In a 1949 audition show (or pilot) for the radio series, the character was named "Mark Dillon", but by 1952, when the regular series aired, the name had been changed to Matt Dillon. When the program came to television in 1955, the first episode was introduced by John Wayne in a brief film clip in which Wayne predicted that James Arness would become a major star. He went on to play the part for the next twenty years.

A popular story holds that Wayne himself had been offered the part and had turned it down. Charles Marquis Warren, who produced the first year of the television version of Gunsmoke and made the major casting decisions, stated that he had jokingly asked Wayne whether he would be interested in the part in a casual social setting. He added that Wayne had indicated that he had no interest whatsoever, as arguably the cinema's foremost box office attraction at the time. Warren stated that the inquiry had not been serious inasmuch as Wayne could not realistically have been expected to abandon a thriving movie career for a less certain and immensely less lucrative television role.
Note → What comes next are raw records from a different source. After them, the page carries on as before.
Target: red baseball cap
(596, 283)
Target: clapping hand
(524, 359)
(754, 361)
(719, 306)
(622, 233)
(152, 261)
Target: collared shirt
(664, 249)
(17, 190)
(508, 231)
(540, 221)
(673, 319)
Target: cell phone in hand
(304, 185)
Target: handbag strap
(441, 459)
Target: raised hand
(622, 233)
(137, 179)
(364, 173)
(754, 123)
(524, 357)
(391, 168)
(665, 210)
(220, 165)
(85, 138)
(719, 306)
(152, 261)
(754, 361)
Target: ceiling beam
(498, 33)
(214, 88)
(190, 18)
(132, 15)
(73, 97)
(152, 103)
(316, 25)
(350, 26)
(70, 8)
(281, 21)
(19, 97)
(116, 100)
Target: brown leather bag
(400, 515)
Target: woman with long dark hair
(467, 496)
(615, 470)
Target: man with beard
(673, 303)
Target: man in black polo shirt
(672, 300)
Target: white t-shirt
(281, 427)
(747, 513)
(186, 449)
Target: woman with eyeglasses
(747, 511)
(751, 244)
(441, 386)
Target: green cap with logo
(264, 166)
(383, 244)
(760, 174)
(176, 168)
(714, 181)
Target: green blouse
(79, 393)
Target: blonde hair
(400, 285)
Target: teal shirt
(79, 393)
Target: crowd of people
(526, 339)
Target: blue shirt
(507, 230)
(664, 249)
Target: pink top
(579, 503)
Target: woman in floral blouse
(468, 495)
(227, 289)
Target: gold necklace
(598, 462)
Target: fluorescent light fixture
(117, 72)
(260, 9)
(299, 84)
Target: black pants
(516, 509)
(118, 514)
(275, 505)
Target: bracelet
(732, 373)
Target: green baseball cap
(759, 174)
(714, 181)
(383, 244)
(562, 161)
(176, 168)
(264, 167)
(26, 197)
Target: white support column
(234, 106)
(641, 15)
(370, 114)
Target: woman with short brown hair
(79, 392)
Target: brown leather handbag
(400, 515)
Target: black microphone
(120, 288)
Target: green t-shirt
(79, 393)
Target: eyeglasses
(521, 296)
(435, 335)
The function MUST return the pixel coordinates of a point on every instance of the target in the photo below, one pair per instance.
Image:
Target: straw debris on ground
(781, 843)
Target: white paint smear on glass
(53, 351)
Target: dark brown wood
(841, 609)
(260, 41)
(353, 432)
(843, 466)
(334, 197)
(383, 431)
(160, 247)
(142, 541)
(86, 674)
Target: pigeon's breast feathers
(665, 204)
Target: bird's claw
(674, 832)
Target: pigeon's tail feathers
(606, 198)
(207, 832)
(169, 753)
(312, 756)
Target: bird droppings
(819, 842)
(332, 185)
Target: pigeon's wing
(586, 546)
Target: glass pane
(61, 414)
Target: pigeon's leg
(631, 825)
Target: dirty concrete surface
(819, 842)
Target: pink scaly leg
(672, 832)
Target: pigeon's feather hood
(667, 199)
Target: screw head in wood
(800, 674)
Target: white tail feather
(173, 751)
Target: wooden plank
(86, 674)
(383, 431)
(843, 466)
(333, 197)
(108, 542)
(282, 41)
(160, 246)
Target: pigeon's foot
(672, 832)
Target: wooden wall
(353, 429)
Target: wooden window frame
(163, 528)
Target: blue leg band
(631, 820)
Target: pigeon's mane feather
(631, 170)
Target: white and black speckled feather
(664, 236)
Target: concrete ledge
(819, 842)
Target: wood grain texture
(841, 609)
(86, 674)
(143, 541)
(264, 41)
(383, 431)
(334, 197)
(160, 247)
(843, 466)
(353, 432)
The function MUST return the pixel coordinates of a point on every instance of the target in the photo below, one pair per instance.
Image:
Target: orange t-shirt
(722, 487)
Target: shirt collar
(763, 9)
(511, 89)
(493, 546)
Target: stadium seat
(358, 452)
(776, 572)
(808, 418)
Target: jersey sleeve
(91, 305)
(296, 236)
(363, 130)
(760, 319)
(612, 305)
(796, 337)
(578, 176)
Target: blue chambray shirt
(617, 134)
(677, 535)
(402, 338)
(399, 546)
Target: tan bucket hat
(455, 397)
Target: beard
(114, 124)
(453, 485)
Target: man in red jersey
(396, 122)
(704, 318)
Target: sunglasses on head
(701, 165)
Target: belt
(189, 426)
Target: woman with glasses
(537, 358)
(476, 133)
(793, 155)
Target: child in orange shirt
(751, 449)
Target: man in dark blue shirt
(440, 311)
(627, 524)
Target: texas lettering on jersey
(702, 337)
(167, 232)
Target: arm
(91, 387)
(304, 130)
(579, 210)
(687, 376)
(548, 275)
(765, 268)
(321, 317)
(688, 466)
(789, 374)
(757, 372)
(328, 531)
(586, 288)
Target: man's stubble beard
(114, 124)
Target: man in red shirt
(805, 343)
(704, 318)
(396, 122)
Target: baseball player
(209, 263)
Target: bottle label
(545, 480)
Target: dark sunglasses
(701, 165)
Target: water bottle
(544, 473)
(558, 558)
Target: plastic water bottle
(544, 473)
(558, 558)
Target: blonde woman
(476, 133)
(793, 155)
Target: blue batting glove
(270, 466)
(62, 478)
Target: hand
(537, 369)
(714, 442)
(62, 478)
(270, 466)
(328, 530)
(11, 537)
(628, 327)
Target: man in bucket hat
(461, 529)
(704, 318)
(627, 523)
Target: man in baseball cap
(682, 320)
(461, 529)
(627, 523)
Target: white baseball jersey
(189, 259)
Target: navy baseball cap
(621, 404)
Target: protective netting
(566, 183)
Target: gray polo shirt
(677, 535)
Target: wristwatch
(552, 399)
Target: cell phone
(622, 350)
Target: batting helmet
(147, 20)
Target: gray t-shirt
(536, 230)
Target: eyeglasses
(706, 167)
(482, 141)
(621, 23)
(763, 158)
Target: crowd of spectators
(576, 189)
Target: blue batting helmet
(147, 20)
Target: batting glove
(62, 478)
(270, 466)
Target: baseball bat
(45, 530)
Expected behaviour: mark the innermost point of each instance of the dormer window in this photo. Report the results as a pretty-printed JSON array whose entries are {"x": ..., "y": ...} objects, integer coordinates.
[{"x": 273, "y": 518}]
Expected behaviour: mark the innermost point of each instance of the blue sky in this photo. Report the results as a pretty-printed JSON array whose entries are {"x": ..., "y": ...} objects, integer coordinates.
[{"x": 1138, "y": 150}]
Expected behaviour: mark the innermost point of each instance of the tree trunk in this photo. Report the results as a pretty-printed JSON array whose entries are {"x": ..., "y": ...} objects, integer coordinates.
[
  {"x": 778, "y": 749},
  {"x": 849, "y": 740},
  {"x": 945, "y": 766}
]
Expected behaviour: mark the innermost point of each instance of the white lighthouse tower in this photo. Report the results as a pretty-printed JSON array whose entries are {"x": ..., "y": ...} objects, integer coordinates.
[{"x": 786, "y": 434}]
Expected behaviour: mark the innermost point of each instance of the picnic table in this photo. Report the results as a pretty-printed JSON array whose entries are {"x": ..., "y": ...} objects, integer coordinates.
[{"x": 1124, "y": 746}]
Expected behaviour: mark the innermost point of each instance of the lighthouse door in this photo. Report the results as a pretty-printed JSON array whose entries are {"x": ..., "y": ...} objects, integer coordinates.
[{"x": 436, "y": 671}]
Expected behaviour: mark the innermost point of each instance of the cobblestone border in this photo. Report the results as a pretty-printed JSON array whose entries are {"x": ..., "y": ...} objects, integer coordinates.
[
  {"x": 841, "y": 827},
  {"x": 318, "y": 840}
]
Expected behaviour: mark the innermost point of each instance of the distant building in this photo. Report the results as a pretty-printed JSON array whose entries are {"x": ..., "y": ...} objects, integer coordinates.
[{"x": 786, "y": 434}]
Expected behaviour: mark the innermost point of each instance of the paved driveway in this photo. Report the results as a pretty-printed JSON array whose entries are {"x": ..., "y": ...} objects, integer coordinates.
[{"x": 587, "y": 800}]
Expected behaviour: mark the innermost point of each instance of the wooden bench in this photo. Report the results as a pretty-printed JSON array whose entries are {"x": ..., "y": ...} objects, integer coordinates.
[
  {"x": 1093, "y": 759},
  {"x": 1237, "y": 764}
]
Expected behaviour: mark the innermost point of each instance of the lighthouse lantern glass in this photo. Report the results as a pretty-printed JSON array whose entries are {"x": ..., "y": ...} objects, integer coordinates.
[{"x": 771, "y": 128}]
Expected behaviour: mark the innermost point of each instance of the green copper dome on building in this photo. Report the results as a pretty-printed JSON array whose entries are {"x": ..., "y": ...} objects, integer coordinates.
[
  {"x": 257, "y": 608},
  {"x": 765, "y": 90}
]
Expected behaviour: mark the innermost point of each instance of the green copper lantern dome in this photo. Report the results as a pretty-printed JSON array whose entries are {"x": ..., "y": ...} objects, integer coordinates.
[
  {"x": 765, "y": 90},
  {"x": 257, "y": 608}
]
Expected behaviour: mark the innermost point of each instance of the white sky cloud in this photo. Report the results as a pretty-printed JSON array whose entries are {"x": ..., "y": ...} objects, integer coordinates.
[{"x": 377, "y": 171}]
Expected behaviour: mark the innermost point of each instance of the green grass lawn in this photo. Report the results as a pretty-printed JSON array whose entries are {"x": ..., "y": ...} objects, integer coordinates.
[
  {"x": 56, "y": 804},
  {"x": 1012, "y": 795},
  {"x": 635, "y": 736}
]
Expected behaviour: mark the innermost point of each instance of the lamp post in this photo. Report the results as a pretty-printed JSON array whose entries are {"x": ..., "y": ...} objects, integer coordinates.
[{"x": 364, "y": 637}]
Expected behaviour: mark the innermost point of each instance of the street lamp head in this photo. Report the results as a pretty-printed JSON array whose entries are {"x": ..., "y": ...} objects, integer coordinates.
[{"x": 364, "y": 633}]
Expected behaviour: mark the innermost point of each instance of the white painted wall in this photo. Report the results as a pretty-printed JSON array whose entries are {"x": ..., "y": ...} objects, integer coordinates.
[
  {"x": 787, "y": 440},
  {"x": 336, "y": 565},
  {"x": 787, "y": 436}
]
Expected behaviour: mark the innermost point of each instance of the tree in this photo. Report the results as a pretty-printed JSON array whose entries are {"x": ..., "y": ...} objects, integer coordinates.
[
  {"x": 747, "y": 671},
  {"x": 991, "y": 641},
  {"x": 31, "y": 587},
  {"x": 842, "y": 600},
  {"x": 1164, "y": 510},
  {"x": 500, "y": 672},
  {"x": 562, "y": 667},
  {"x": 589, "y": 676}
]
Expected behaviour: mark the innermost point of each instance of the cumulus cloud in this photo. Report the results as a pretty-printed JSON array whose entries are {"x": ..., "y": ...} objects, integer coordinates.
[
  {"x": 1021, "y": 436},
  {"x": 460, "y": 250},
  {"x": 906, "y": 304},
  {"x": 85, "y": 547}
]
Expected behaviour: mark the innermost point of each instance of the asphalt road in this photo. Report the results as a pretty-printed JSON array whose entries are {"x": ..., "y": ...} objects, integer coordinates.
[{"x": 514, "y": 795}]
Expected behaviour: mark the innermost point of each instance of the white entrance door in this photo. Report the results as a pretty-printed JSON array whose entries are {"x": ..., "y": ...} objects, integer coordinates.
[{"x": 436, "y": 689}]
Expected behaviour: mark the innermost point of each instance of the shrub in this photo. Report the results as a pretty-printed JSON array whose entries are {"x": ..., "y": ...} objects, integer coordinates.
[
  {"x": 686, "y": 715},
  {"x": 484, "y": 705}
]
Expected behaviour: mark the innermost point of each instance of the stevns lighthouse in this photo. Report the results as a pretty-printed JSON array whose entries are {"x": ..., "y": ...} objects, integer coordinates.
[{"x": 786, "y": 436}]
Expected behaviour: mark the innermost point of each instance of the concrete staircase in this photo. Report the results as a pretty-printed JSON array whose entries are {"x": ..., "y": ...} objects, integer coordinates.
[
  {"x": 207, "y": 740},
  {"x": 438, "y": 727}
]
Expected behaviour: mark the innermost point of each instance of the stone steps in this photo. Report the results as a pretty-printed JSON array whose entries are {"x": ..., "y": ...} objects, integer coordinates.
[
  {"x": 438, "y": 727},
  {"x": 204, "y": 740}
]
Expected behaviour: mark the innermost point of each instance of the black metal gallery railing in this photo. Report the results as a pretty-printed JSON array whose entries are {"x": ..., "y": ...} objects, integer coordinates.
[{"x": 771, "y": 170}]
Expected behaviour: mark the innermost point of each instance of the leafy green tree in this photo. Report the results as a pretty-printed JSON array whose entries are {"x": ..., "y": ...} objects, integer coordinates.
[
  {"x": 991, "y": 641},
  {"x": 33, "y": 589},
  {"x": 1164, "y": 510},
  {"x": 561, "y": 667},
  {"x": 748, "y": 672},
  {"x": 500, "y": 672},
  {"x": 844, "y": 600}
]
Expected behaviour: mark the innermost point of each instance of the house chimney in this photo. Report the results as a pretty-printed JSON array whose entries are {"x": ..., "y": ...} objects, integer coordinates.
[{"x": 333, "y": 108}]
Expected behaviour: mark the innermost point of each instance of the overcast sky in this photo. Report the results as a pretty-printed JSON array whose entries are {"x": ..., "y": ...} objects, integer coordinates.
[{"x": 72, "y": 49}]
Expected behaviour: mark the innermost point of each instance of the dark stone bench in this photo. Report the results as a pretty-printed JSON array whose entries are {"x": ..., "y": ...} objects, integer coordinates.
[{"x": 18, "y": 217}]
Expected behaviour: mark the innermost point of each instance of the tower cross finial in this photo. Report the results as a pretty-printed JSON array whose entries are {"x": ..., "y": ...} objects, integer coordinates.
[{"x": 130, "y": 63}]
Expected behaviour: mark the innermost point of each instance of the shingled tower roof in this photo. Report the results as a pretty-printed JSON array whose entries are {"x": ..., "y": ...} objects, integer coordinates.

Wayne did, however, recommend James Arness for the part and his offer to introduce the first episode was readily accepted by CBS.

Others who had auditioned for the part included Conrad, Raymond Burr, Richard Boone, and Denver Pyle. All would go on to other television successes. Conrad, in particular, would continue to portray Matt on the radio series until it ended in 1961. He would also go on to direct a number of television programs including two episodes of Gunsmoke.

==In popular culture==
In some episodes of Gilligan's Island, Gilligan would dream that he was Matt Dillon in Dodge City, and the CBS Gunsmoke set was used, including the jail and Marshal's office. Gilligan's Island was later abruptly canceled to make room to restore Gunsmoke, which had just been canceled, to the schedule.

In an early episode of Have Gun – Will Travel, Paladin is vying for a job against another bounty hunter, who claims to have been Matt Dillon's deputy when Dillon was the marshal in Austin, Texas. Paladin calls the man a fraud, saying Dillon never served in Austin.

In Maverick, a character called Matt Pickle was Marshal of towns that the Maverick brothers ran through. One second-season episode was a full parody of a Gunsmoke episode.

In The Simpsons season 29 episode Forgive and Regret in the cold opening, Maggie Simpson has a gunfight with Marshal Matt Dillon, marking the show surpassing Gunsmoke as the longest-running scripted American primetime television series by number of episodes.

In the 1993 Toby Keith song "Should've Been a Cowboy", the singer references Marshal Dillon and Miss Kitty.